Ewan McKenna is bang on the button!
The fact that for every €2.63 spent on youth development in Mayo from central funds, Dublin gets €11.73 should be cause enough for unease. This massive imbalance of resources cannot be sustained long term. Galway fares out even worse than Mayo. Indeed all along the western seaboard the counties that need the most receive the least.
For me, McKenna did not go far enough.
The advantages of having superclubs so big that they have more juvenile players than, Roscommon, Sligo, Fermanagh, Leitrim or Cavan ( and that was more than 20 years ago) are obvious enough.
But there are massive downsides also and eventually it will be become apparent to all, bar the circle-the-wagon school of logic, that what the CC is doing will be counter productive.
For example, a large club that will have no difficulty in attracting u8s or 9s will have to let the majority of them go by the time they are old enough to player minor.
There many be 8 or 9 grades of competition at younger levels but the number decreases as youngsters move up through the age levels.
ASFAIK, there are only two grades at minor level; u18A and u8B. (I am not aware of any u18c grade but I may well be wrong on that.
So, the GAA/Dublin County Board policy is to attract kids at an early age, provide them with the best facilities and coaching available and then turf them out on a gradual basis as they get older.

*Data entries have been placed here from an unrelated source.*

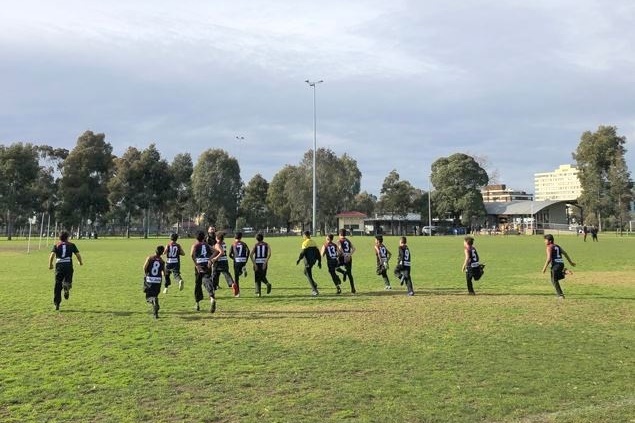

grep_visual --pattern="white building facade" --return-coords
[534,164,582,201]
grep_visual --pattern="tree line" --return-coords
[0,126,633,239]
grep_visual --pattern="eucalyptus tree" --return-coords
[573,126,633,230]
[378,169,417,217]
[240,174,272,229]
[58,131,114,232]
[350,191,377,216]
[430,153,489,225]
[295,148,362,231]
[192,149,242,227]
[168,153,194,235]
[0,143,42,240]
[139,144,174,238]
[267,165,306,231]
[108,147,144,237]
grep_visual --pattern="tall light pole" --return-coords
[304,79,324,236]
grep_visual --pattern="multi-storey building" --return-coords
[534,165,582,201]
[481,184,534,203]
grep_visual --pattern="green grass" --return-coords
[0,236,635,423]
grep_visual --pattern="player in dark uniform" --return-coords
[211,232,240,297]
[163,234,185,294]
[295,231,322,297]
[320,234,342,294]
[542,234,575,299]
[210,226,216,247]
[375,235,392,291]
[49,231,84,310]
[395,236,415,296]
[461,236,485,295]
[190,232,216,313]
[337,229,356,294]
[229,232,249,292]
[250,233,271,297]
[143,245,165,319]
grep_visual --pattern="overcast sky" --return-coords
[0,0,635,195]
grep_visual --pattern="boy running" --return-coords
[375,235,392,291]
[143,245,165,319]
[395,236,415,296]
[542,234,575,300]
[49,231,84,310]
[250,233,271,297]
[320,234,342,294]
[163,234,185,294]
[229,232,249,292]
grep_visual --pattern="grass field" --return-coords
[0,235,635,423]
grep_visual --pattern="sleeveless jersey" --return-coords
[51,241,79,266]
[231,241,249,263]
[165,241,181,264]
[339,238,353,257]
[194,242,212,265]
[550,244,564,265]
[324,242,338,260]
[254,242,269,264]
[144,256,165,283]
[399,245,410,267]
[377,244,388,263]
[467,247,480,267]
[216,241,227,262]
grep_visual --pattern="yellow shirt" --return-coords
[302,238,317,250]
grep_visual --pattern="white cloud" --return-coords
[0,0,635,192]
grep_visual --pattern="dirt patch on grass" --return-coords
[565,270,635,287]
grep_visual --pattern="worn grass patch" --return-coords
[0,236,635,422]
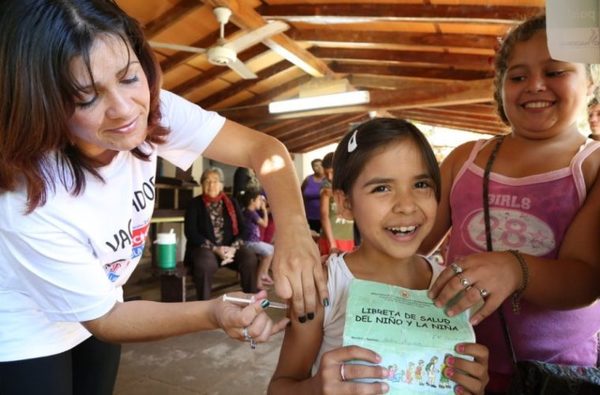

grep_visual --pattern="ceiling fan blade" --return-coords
[225,21,290,53]
[148,41,206,53]
[227,58,258,80]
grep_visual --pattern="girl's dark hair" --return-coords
[322,152,333,169]
[237,188,260,208]
[332,118,441,202]
[494,14,546,125]
[0,0,168,212]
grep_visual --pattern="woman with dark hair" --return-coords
[0,0,327,395]
[185,167,258,300]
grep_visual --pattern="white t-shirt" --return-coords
[312,254,444,374]
[0,91,225,361]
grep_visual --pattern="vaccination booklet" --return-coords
[343,279,475,395]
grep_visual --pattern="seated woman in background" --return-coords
[185,167,258,300]
[319,152,354,255]
[239,189,275,289]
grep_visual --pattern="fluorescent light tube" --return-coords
[269,91,370,114]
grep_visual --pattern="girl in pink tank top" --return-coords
[421,16,600,392]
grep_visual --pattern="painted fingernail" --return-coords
[444,368,454,379]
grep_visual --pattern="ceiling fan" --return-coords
[150,7,289,79]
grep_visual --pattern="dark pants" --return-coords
[308,219,321,233]
[0,336,121,395]
[190,246,258,300]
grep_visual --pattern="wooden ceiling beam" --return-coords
[273,114,356,141]
[309,47,493,71]
[258,2,543,23]
[144,0,204,37]
[392,110,505,134]
[200,59,294,108]
[233,75,312,106]
[331,61,494,81]
[401,109,506,130]
[288,29,498,50]
[412,107,502,124]
[281,114,369,152]
[219,79,493,125]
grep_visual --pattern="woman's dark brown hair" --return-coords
[0,0,168,212]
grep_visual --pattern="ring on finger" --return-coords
[477,288,490,300]
[450,263,463,274]
[460,277,471,290]
[242,326,253,342]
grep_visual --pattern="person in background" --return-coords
[231,166,261,204]
[184,167,258,300]
[588,95,600,140]
[421,15,600,393]
[0,0,328,395]
[300,159,325,234]
[319,152,354,255]
[268,118,488,395]
[240,189,274,289]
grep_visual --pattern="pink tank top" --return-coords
[447,140,600,391]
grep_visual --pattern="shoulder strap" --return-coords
[483,136,517,364]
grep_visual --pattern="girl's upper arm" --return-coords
[271,307,324,382]
[559,174,600,270]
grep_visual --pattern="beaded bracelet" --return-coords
[508,250,529,314]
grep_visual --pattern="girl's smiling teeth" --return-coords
[386,225,418,236]
[523,101,554,108]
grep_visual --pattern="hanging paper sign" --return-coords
[546,0,600,63]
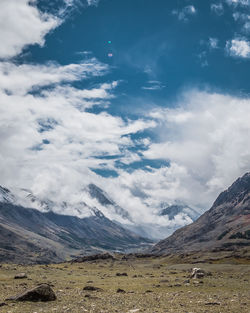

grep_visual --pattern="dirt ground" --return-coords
[0,258,250,313]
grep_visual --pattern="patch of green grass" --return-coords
[0,258,250,313]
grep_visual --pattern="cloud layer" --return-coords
[0,0,60,58]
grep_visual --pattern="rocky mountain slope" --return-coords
[151,173,250,254]
[159,204,200,222]
[0,188,151,263]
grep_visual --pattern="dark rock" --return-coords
[190,267,205,279]
[6,284,56,302]
[116,273,128,276]
[72,253,115,263]
[83,286,102,291]
[14,273,28,279]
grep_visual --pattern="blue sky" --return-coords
[0,0,250,229]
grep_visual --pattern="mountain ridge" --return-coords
[151,173,250,254]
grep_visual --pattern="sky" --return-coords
[0,0,250,229]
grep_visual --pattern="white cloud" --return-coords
[226,39,250,58]
[172,5,197,22]
[0,0,61,58]
[210,2,224,16]
[0,59,155,205]
[142,80,166,90]
[87,0,100,6]
[209,37,219,49]
[225,0,250,6]
[132,92,250,208]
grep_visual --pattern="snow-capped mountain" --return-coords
[159,204,200,222]
[0,186,16,203]
[0,187,152,263]
[87,184,132,222]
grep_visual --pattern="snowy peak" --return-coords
[0,186,16,203]
[159,204,200,221]
[88,184,132,221]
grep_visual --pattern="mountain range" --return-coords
[151,173,250,255]
[0,187,152,263]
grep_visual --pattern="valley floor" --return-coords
[0,258,250,313]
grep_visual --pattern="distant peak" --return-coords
[213,172,250,206]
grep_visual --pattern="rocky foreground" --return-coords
[0,256,250,313]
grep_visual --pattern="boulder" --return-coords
[6,284,56,302]
[83,286,102,291]
[190,267,205,279]
[14,273,27,279]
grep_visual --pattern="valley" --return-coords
[0,255,250,313]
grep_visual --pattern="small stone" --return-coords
[83,286,102,291]
[14,273,28,279]
[6,284,56,302]
[116,273,128,276]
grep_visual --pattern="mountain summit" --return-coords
[152,173,250,254]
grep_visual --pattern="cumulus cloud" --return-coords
[226,39,250,58]
[210,2,224,16]
[209,37,219,49]
[87,0,100,6]
[0,59,154,206]
[127,92,250,208]
[172,5,197,22]
[225,0,250,7]
[0,0,61,58]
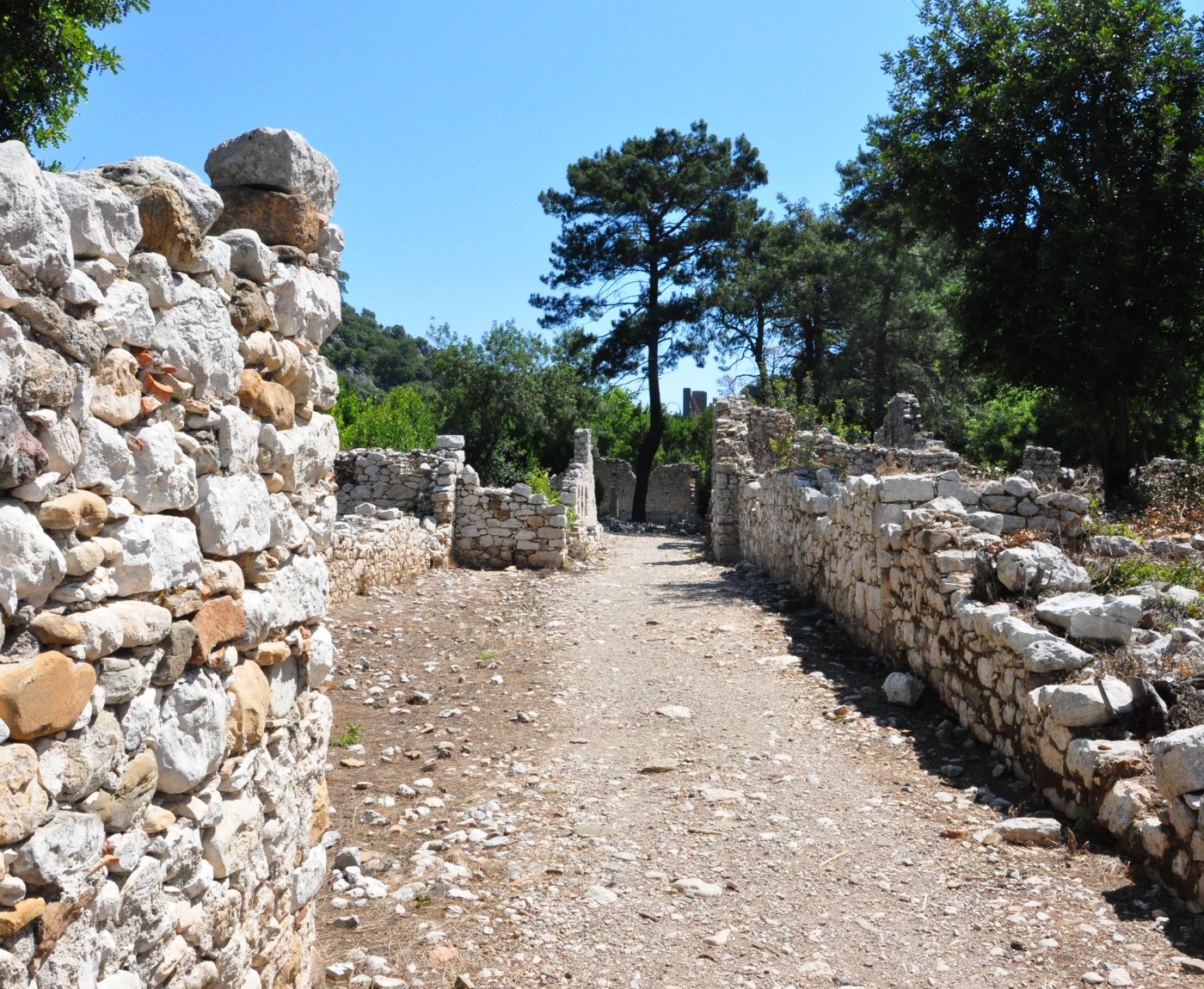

I think it’s a no-brainer to say that the earlier a juvenile is forced to drop out of GAA activities, the less likely he is to retain an attachment with club he had been involved with.
If, say, there were four medium-sized clubs in an area, there could be at least four times as many u18s engaged in competitive football as there would be in a single super sized one.
Put anyway you like, whatever the present policy of youth development may be, it benefits nobody.